Packages near (0, 0) are in the Zone of Pain: stable but fully concrete, hard to change because many things depend on them and there are no abstractions to extend. Packages near (1, 1) are in the Zone of Uselessness: abstract interfaces nobody implements.
Dependency cycle detection
The most important package-level signal is dependency cycles, circular dependencies that make independent deployment and testing impossible. Prethink uses Tarjan's strongly connected components algorithm to find every cycle.
In a recent analysis of a large enterprise open source portfolio spanning over 100 repositories, nearly half of all packages were in dependency cycles. Most of those codebases had quality tooling in place. None of it was surfacing this information where agents could act on it.

Code smell detection: Composite thresholds
The metrics covered so far each describe a single dimension of quality. Code smell detection combines them into composite thresholds that identify specific design problems by name, with severity ratings and the metric evidence that explains why.
God Class
A God Class has accumulated too many responsibilities. Detection uses three metrics simultaneously: WMC >= 47, TCC < 0.33, and ATFD > 5 (accesses more than 5 foreign data attributes). Severity scales based on how far values exceed the thresholds. In our enterprise portfolio analysis, Prethink found 54 God Classes, with the worst-case class rating CRITICAL, handling hundreds of unrelated operations in a single class with WMC exceeding 300 and near-zero cohesion.
Feature Envy
A method exhibits Feature Envy when it uses more features of other classes than its own. Prethink flags it when foreign accesses >= 5 and foreign accesses exceed 2x own accesses. That's the signal to the agent that this method is in the wrong class. The fix is usually a Move Method refactoring. In the same portfolio analysis, Prethink identified 5,745 Feature Envy instances, the most common smell by far, and the one most likely to indicate that an agent is about to add code in the wrong place.
Data Class
A Data Class contains only fields and accessors with no meaningful behavior: more than 2/3 of methods are getters/setters and behavioral WMC <= 3. Prethink found 109 Data Classes in the portfolio analysis. This often indicates an anemic domain model. The behavior that operates on a Data Class is usually sitting in another class exhibiting Feature Envy. An agent encountering both should consider bringing them together.

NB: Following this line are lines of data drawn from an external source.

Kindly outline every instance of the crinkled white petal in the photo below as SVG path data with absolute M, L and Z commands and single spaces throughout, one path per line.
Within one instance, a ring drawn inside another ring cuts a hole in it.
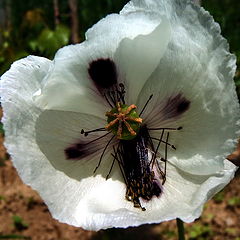
M 154 35 L 163 15 L 171 23 L 173 37 L 137 103 L 141 107 L 151 94 L 157 96 L 144 112 L 146 123 L 183 129 L 170 134 L 169 142 L 177 150 L 169 150 L 163 193 L 148 202 L 141 200 L 146 208 L 142 211 L 126 201 L 117 164 L 106 180 L 113 160 L 110 152 L 93 175 L 99 153 L 81 162 L 64 159 L 64 150 L 82 139 L 81 128 L 104 127 L 100 123 L 106 103 L 88 78 L 89 61 L 113 58 L 124 38 L 134 41 L 139 34 Z M 39 191 L 61 222 L 99 230 L 177 217 L 193 221 L 236 170 L 224 160 L 234 145 L 239 114 L 234 70 L 235 60 L 206 12 L 184 0 L 133 0 L 121 16 L 111 15 L 89 30 L 85 43 L 60 50 L 54 62 L 29 57 L 2 76 L 6 147 L 24 182 Z M 158 107 L 179 93 L 191 101 L 189 110 L 174 121 L 161 118 Z
M 160 22 L 161 19 L 144 11 L 107 16 L 88 30 L 85 42 L 64 47 L 57 52 L 53 71 L 44 81 L 41 92 L 36 94 L 36 102 L 44 109 L 75 111 L 95 116 L 104 114 L 109 107 L 90 79 L 89 64 L 98 59 L 113 60 L 122 39 L 133 39 L 138 35 L 149 34 Z M 162 30 L 167 27 L 167 23 L 160 25 Z M 160 31 L 159 28 L 156 30 Z M 167 31 L 169 31 L 168 28 Z M 152 35 L 155 37 L 154 32 Z M 154 41 L 156 41 L 155 38 Z M 163 46 L 159 47 L 160 55 L 161 48 L 166 46 L 165 42 L 167 41 L 163 38 Z M 158 58 L 155 54 L 155 59 L 158 60 Z M 124 69 L 121 69 L 117 59 L 114 60 L 120 75 Z M 145 78 L 142 82 L 146 80 Z
M 123 39 L 114 56 L 125 80 L 126 101 L 135 103 L 137 97 L 151 73 L 158 66 L 171 37 L 171 26 L 162 17 L 160 24 L 148 35 L 139 35 L 134 39 Z M 130 94 L 129 94 L 130 93 Z
M 214 173 L 222 168 L 238 137 L 240 112 L 233 82 L 236 59 L 229 53 L 218 24 L 208 12 L 188 1 L 132 1 L 123 12 L 139 7 L 154 10 L 158 4 L 164 6 L 159 14 L 168 17 L 173 34 L 158 68 L 139 95 L 138 106 L 141 108 L 153 94 L 143 114 L 145 123 L 151 128 L 183 127 L 170 133 L 170 143 L 177 150 L 170 150 L 169 161 L 192 174 Z M 190 107 L 179 116 L 168 117 L 164 105 L 177 94 L 189 100 Z M 159 138 L 161 132 L 151 134 Z M 160 152 L 164 147 L 162 144 Z M 203 167 L 196 168 L 197 162 Z
M 106 131 L 81 134 L 81 130 L 89 131 L 106 125 L 106 120 L 92 115 L 65 112 L 59 110 L 46 110 L 40 114 L 36 122 L 36 142 L 42 153 L 56 170 L 64 172 L 70 178 L 79 182 L 94 175 L 100 156 L 105 146 L 103 161 L 97 170 L 97 174 L 106 177 L 109 173 L 111 162 L 109 155 L 116 138 L 112 134 L 106 135 Z M 106 135 L 105 137 L 103 137 Z M 100 138 L 102 137 L 102 138 Z M 96 140 L 100 138 L 99 140 Z M 111 141 L 110 141 L 111 140 Z M 71 157 L 71 152 L 76 151 Z M 76 156 L 75 156 L 76 155 Z M 81 188 L 81 185 L 79 185 Z

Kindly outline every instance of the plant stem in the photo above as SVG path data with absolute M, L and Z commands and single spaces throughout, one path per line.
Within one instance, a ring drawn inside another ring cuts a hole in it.
M 183 221 L 177 218 L 178 240 L 185 240 Z

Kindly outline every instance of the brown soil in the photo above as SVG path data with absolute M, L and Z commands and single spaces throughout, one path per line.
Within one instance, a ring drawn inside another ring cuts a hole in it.
M 22 183 L 0 138 L 0 239 L 32 240 L 175 240 L 175 221 L 137 228 L 91 232 L 54 220 L 39 195 Z M 20 217 L 17 223 L 16 216 Z M 15 224 L 14 224 L 15 218 Z M 187 239 L 240 240 L 240 177 L 205 205 L 202 217 L 185 224 Z M 12 235 L 12 236 L 10 236 Z M 19 238 L 17 238 L 17 235 Z

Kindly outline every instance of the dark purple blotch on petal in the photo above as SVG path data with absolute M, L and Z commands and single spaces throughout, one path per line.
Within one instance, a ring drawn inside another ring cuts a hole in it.
M 178 117 L 190 108 L 190 104 L 191 102 L 181 93 L 169 97 L 162 108 L 163 116 L 165 119 Z
M 88 73 L 99 90 L 109 89 L 117 83 L 116 65 L 109 58 L 92 61 Z
M 69 160 L 76 160 L 76 159 L 80 159 L 84 156 L 86 156 L 87 154 L 87 150 L 84 149 L 84 145 L 83 144 L 75 144 L 71 147 L 68 147 L 64 150 L 66 158 Z

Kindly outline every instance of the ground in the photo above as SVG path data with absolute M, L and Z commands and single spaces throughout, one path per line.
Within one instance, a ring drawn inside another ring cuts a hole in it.
M 92 232 L 54 220 L 36 191 L 22 183 L 0 137 L 0 239 L 175 240 L 175 221 L 137 228 Z M 240 240 L 240 174 L 204 208 L 200 219 L 185 224 L 190 240 Z

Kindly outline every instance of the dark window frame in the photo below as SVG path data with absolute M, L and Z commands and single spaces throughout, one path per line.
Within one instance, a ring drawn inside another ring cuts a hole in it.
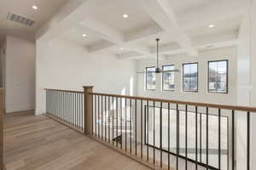
M 155 89 L 148 89 L 148 79 L 147 79 L 147 77 L 148 77 L 148 76 L 147 76 L 147 74 L 148 74 L 148 71 L 147 71 L 147 70 L 148 69 L 150 69 L 150 68 L 155 68 L 156 69 L 156 67 L 155 66 L 148 66 L 148 67 L 146 67 L 146 71 L 145 71 L 145 76 L 146 76 L 146 77 L 145 77 L 145 82 L 146 82 L 146 90 L 148 91 L 155 91 L 156 90 L 156 80 L 155 80 Z M 154 73 L 154 74 L 156 74 L 156 73 Z
M 163 65 L 162 71 L 164 71 L 165 66 L 174 66 L 175 65 Z M 175 80 L 175 79 L 174 79 Z M 174 82 L 174 89 L 165 89 L 164 88 L 164 72 L 162 73 L 162 90 L 167 92 L 174 92 L 175 91 L 175 82 Z
M 210 91 L 210 87 L 209 87 L 209 78 L 210 78 L 210 63 L 213 63 L 213 62 L 221 62 L 221 61 L 226 61 L 227 62 L 227 65 L 226 65 L 226 92 L 223 93 L 223 92 L 213 92 L 213 91 Z M 207 62 L 208 64 L 208 77 L 207 77 L 207 91 L 208 93 L 211 93 L 211 94 L 229 94 L 229 60 L 211 60 L 211 61 L 208 61 Z
M 193 65 L 193 64 L 196 64 L 197 65 L 197 89 L 196 91 L 188 91 L 188 90 L 184 90 L 184 65 Z M 199 78 L 198 78 L 198 75 L 199 75 L 199 72 L 198 72 L 198 62 L 193 62 L 193 63 L 183 63 L 183 92 L 190 92 L 190 93 L 198 93 L 198 89 L 199 89 Z

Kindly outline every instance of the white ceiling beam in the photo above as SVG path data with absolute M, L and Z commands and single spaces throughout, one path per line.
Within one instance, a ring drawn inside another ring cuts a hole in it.
M 213 48 L 224 48 L 236 46 L 237 44 L 238 37 L 237 32 L 222 32 L 219 34 L 205 35 L 201 37 L 194 37 L 193 48 L 200 50 L 205 49 L 207 46 L 212 46 Z M 173 55 L 178 54 L 184 54 L 186 51 L 181 48 L 177 43 L 165 44 L 160 47 L 159 54 L 162 56 L 161 60 L 164 60 L 163 56 Z M 152 56 L 155 56 L 156 48 L 152 48 L 150 49 Z M 122 54 L 118 55 L 118 58 L 122 60 L 133 60 L 143 58 L 143 55 L 138 54 Z
M 50 41 L 84 20 L 95 0 L 72 0 L 36 33 L 38 40 Z
M 102 38 L 113 43 L 123 43 L 125 42 L 125 36 L 121 32 L 91 17 L 86 18 L 80 25 L 97 31 Z
M 140 0 L 144 11 L 160 25 L 166 32 L 176 35 L 177 42 L 185 49 L 189 55 L 196 55 L 196 49 L 193 48 L 191 41 L 179 28 L 176 16 L 169 0 Z
M 210 5 L 179 15 L 178 26 L 191 30 L 243 16 L 249 10 L 250 0 L 212 1 Z
M 80 26 L 84 26 L 86 28 L 95 31 L 97 37 L 101 37 L 102 39 L 109 42 L 108 42 L 102 41 L 96 44 L 90 46 L 89 51 L 91 54 L 101 53 L 109 48 L 118 48 L 118 47 L 123 47 L 125 49 L 130 49 L 131 51 L 139 53 L 142 55 L 145 55 L 147 57 L 153 57 L 150 54 L 149 48 L 134 45 L 134 42 L 132 42 L 132 43 L 131 42 L 126 42 L 125 41 L 125 36 L 121 32 L 119 32 L 114 28 L 112 28 L 95 19 L 85 19 L 83 22 L 80 23 Z

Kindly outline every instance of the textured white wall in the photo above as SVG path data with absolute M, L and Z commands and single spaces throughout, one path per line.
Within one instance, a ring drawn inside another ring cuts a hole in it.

Test gaps: Where quality meets risk
Test gap analysis is the inverse of coverage mapping. Instead of showing what is tested, it shows what isn't, ranked by how dangerous each gap is to leave untested.
Prethink filters out trivial methods, getters, setters, toString, hashCode, equals, single-statement methods, so the gap list surfaces only the methods that actually warrant tests. In the 129-repository portfolio analysis, that filtering left 2,765 untested methods that genuinely warranted attention. Each entry includes a suggested test class, giving the agent a starting point rather than a blank page.

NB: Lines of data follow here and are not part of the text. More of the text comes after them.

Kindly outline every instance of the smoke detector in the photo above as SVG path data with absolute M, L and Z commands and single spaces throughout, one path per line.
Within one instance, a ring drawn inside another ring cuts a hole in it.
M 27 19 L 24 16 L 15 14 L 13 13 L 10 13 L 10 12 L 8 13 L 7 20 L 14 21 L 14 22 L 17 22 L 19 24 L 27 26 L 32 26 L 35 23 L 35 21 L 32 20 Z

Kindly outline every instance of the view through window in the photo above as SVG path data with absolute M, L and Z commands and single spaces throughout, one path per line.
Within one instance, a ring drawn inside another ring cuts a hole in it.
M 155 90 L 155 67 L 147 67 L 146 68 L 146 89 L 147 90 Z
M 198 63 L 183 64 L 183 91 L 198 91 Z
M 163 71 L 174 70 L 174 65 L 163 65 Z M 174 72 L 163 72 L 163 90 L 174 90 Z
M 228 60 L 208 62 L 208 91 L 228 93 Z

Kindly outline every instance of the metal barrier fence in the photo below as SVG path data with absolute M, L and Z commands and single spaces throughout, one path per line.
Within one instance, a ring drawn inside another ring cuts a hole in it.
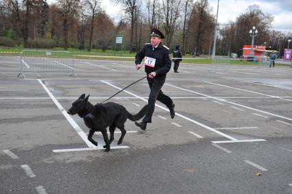
M 212 64 L 214 71 L 226 71 L 230 67 L 230 58 L 229 56 L 214 56 Z
M 21 53 L 19 73 L 32 71 L 69 71 L 75 76 L 73 55 L 69 51 L 23 50 Z

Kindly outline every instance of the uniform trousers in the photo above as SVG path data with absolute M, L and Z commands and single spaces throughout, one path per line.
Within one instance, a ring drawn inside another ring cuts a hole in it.
M 148 98 L 148 109 L 146 114 L 142 121 L 145 123 L 151 123 L 152 114 L 154 112 L 155 102 L 156 99 L 160 102 L 165 104 L 169 108 L 173 104 L 172 99 L 165 95 L 161 90 L 161 88 L 165 84 L 166 77 L 158 77 L 151 79 L 147 77 L 148 84 L 150 88 L 150 93 Z
M 174 71 L 178 71 L 178 66 L 180 65 L 180 61 L 174 61 L 173 70 Z

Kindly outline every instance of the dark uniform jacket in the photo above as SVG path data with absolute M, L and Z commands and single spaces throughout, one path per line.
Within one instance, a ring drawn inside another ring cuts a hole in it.
M 156 72 L 156 77 L 165 77 L 171 68 L 171 61 L 169 58 L 169 49 L 162 45 L 160 43 L 153 51 L 150 43 L 145 44 L 142 49 L 135 56 L 135 64 L 141 64 L 145 57 L 156 60 L 154 66 L 145 65 L 145 72 L 149 74 L 153 71 Z

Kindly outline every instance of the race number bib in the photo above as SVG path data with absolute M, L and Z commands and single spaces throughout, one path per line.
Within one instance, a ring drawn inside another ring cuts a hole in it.
M 154 67 L 156 60 L 155 58 L 145 57 L 145 64 L 151 67 Z

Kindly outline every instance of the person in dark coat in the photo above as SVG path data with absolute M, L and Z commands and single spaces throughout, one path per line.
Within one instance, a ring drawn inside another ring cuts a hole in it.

The combination matters because complexity and test coverage are independent signals. An untested getter with complexity 1 is not a meaningful gap. An untested method with complexity 23 called by dozens of other methods is the kind of gap that causes production incidents when an agent modifies it without context.

How agents consume this
Prethink materializes all of these metrics as files in the repository:
The CLAUDE.md or .cursorrules file references these context files. When an agent opens the repository it reads them automatically and knows which methods are complex, which classes should be split, which packages are in cycles, and where the highest-risk test gaps are.
The context is deterministic and versioned. The analysis runs once, in advance, and the results are authoritative. When Prethink runs again after a sprint, the agent gets updated quality intelligence without spending tokens rediscovering what already changed. Every session starts from a known-good state rather than rebuilding from scratch.
Quality measurement tells you where you are. Quality context tells your agents where to go.